昼休みになると、隣の席の女子生徒が彼女に話しかけた。夕子は承諾した。すると、隣の席の女子、そして前の席の二人の女子は机をくっつけてきた。

「じゃあ私たち、お昼買ってくるね。」

前の席の二人は財布を手に教室を後にした。夕子は白い風呂敷に包まれた弁当を取り出す。

「紫雲さんって、部活とか決めてるの?」

夕子は顔を上げた。隣の席の女子は胆吹鈴子(いぶきりんこ)と言った。

「あ、まだ入って初日では決まってないよね。」

彼女は本当は決まっている、と言おうと思い口を開いたが、鈴子の言葉に同調しておいた。

「そしたら、色んな部活見学してみたらどうかな?」

そう言って鈴子も弁当を取り出した。

「私は合唱部だから、言ってくれれば紹介するよ。」

夕子は、二人が帰ってくるまで弁当を開けないべきなのだろうかと思っていたが、鈴子は何食わぬ顔で弁当を開けて食べ始めた。夕子もそれに倣った。

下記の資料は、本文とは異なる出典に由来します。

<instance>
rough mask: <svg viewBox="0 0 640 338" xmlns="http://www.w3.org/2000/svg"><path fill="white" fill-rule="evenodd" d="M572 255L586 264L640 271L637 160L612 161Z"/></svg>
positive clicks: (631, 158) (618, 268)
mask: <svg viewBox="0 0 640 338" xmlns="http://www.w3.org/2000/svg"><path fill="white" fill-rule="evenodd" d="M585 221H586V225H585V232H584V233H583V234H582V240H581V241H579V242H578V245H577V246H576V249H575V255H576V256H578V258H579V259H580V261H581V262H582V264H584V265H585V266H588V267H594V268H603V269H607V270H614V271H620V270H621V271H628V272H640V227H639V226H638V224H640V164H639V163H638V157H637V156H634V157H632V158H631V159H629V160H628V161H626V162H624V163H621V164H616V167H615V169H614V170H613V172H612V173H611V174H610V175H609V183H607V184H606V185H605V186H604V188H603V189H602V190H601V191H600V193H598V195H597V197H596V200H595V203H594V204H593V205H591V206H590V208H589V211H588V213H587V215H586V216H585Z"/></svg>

「あ、朝練ちょっと見たんだね。合唱部は大変だけど、人数多いからサボろうと思えばサボれるんだよね。」

夕子の弁当は和食であった。普段は洋食、和食、購買の繰り返しである。好物の唐揚げが入っていることに頬が綻んだ。

「今日はホイド買えたね~」

暫くして前の席の二人が帰ってきた。二人はいつも購買で買っているらしかった。二人ともサラダと、人気商品で、いつもは直ぐに売り切れてしまうというホイップクリームの挟まれたドーナツを手に持っていた。

「何の話してたの?」

「ああ、部活ね、うちらはダンス部。」

ダンス部。夕子が反応すると、鈴子は「ダンス部興味あるんだー」と言った。

「え、前の学校でもダンス部だったの?即戦力じゃん!」

前の席の女子の1人が言った。

「今日見学来なよ。」

もう1人が言った。

 

そして放課後、夕子は合唱部とダンス部の見学に行くことになった。